I am very new to AWS services and has just a week worth of experience with serverless architecture, My requirement is to trigger an event when a new file is uploaded to a specific bucket, once the event trigger is set my Lambda should get the details of the latest file such as Name, Size, and Date of creation.

The source is uploading this file in a new folder every time and names the folder with the current date.

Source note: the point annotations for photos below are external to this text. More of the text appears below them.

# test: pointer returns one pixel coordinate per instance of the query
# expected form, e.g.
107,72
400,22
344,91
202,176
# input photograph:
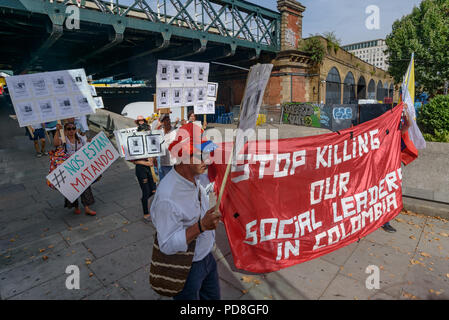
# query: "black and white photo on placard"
163,97
201,94
47,110
98,102
66,107
39,85
18,88
136,145
176,94
59,83
27,113
212,90
154,142
202,73
84,104
178,73
189,95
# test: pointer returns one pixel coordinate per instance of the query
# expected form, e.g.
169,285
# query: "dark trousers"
87,199
146,182
202,282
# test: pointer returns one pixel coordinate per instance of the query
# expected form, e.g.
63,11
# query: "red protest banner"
312,196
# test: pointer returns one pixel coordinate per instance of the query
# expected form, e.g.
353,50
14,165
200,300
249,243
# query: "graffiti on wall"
333,117
303,114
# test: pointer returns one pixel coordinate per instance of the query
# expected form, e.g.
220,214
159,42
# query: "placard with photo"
177,97
59,82
136,146
27,113
163,97
39,85
212,91
154,142
47,110
189,97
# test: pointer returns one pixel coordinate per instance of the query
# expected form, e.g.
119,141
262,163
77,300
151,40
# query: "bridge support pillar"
288,82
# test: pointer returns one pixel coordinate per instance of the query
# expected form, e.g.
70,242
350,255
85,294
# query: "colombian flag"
408,96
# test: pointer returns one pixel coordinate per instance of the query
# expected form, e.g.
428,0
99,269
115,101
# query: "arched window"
380,91
333,87
372,90
361,88
349,89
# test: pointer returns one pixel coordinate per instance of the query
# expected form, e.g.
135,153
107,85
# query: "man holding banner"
72,145
180,212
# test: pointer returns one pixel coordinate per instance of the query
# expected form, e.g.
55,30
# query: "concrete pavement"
39,239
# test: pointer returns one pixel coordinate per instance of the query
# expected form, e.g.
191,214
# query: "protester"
73,143
143,173
191,116
50,127
38,136
180,212
404,125
166,161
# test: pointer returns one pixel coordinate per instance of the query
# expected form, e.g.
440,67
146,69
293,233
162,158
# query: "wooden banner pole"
61,132
30,130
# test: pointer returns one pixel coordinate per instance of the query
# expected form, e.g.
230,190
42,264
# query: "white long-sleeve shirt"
175,208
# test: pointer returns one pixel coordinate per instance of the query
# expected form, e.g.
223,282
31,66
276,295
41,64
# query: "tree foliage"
433,119
426,33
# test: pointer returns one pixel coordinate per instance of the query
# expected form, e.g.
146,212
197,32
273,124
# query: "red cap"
189,139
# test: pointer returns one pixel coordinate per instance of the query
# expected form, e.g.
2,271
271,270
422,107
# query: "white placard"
208,107
78,172
163,97
254,91
93,91
98,102
27,112
201,94
47,110
135,145
201,73
177,97
189,97
212,91
51,96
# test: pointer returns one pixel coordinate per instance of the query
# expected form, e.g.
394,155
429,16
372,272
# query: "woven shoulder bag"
168,273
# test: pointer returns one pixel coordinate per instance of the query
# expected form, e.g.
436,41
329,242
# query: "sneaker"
388,228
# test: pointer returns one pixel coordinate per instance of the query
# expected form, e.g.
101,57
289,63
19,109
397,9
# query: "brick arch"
362,86
333,86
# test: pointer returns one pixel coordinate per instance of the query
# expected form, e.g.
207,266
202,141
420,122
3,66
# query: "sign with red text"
79,171
312,195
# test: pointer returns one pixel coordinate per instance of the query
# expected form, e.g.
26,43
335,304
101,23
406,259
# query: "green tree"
426,33
433,119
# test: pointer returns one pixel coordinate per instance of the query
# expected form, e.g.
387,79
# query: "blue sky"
347,17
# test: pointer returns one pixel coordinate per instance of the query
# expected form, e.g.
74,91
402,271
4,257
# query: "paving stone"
112,292
94,228
348,288
123,236
25,253
27,276
138,286
121,263
307,280
392,264
55,289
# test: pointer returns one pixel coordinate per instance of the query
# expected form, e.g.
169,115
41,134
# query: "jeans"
202,281
143,174
163,170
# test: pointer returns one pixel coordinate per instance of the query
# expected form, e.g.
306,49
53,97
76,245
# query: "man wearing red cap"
180,212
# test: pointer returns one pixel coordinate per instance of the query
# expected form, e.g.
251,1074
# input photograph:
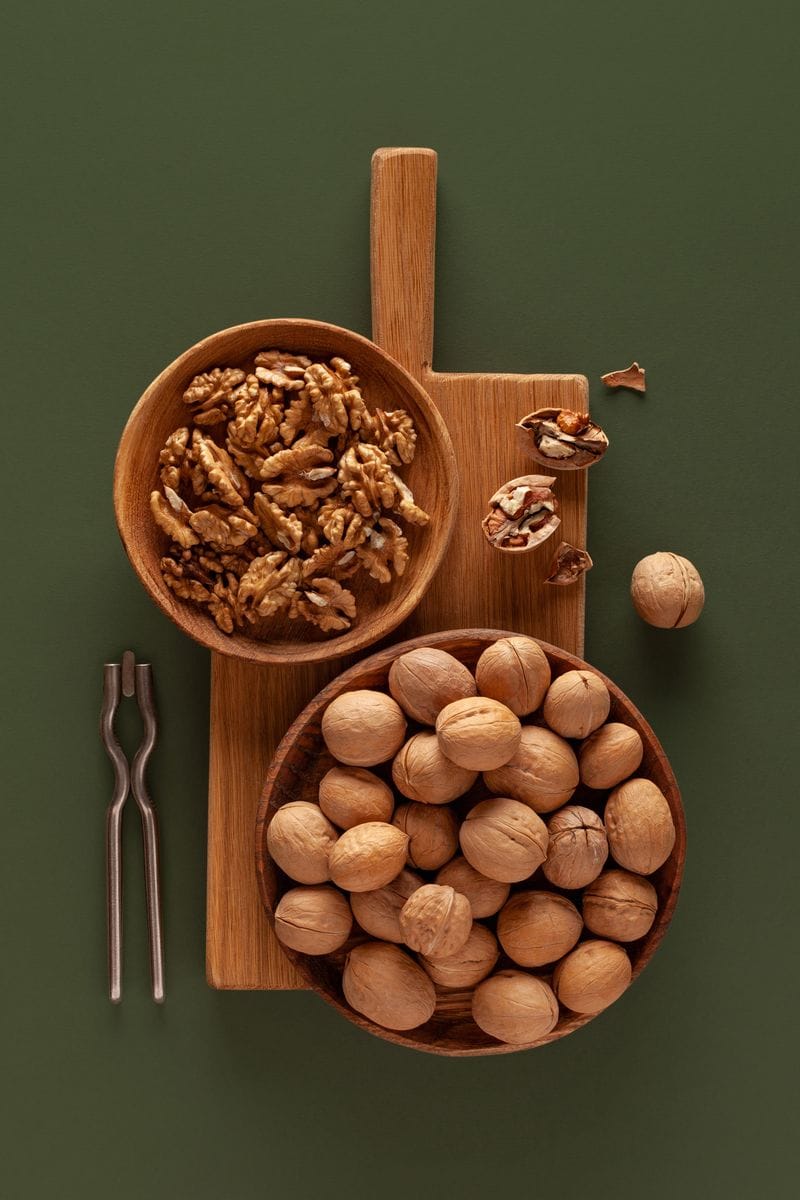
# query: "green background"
617,180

So far I am able to crack how to create my Lambda function and listen to the event trigger.

Here is my code.

import boto3
import botocore
import datetime
import logging

def lambda_handler(event, context):
    logging.info('Start function')
    s3 = boto3.resource('s3')
    DATE = datetime.datetime.today().strftime('%Y-%m-%d')
    BUCKET_NAME = 'monkey-banana-dev'
    KEY = '/banana/incoming/daily/{}'.format(DATE)
    logging.info('Getting file from {}'.format(KEY))
    try:
        s3.Bucket(BUCKET_NAME).download_file(KEY, 'name_of_my_file')
    except botocore.exceptions.ClientError as e:
        if e.response['Error']['Code'] == "404":
            print("The object does not exist.")
        else:
            raise

here since I know that it's going to be today's date hence I am using datetime to get the exact KEY but file-name will always be different. although I know that it's going to be a text file with .txt suffix, I am not able to get around on how to get the name of the latest uploaded file and other details from the trigger.

3
You can find sample data from events here: docs.aws.amazon.com/lambda/latest/dg/…T4rk1n
@T4rk1n not finding it much useful, I am very new to AWS.Shek

3 Answers

7
votes

You have an event object, it contains a key "Records" that is a list.

You can filter the records for eventName 'ObjectCreated:Put' and then sort the list by key "eventTime" to get the latest event data.

def lambda_handler(event, context):
    records = [x for x in event.get('Records', []) if x.get('eventName') == 'ObjectCreated:Put']
    sorted_events = sorted(records, key=lambda e: e.get('eventTime'))
    latest_event = sorted_events[-1] if sorted_events else {}
    info = latest_event.get('s3', {})
    file_key = info.get('object', {}).get('key')
    bucket_name = info.get('bucket', {}).get('name')
2
votes

As was mentioned, this link has the info - http://docs.aws.amazon.com/lambda/latest/dg/eventsources.html#eventsources-s3-put

What you need to do is utilize the event object that is passed into the function. That contains the detail that is provided in the link. As you can see in the example in the link, you need to access the key. This will contain the full path, including the date that you mentioned, since the key is the full file path.

To help debug this, you an always print the value of event to the console using the print function in Python.

2
votes

'Key' will contain the whole file path. example-

import boto3
import os
s3 = boto3.resource('s3')
bucket=s3.Bucket('hcss-heavyjob-raw-tables')
for key in bucket.objects.all():
    if key.key.startswith('heavyjob/EMPMAST'):
           print(key.key)'

Output-

heavyjob/EMPMAST/20190524-165352044.csv

heavyjob/EMPMAST/20190529-153011532.csv

heavyjob/EMPMAST/LOAD00000001.csv

You can get the file name by using basename on key.key or

head,tail = os.path.split(key.key)
print(tail)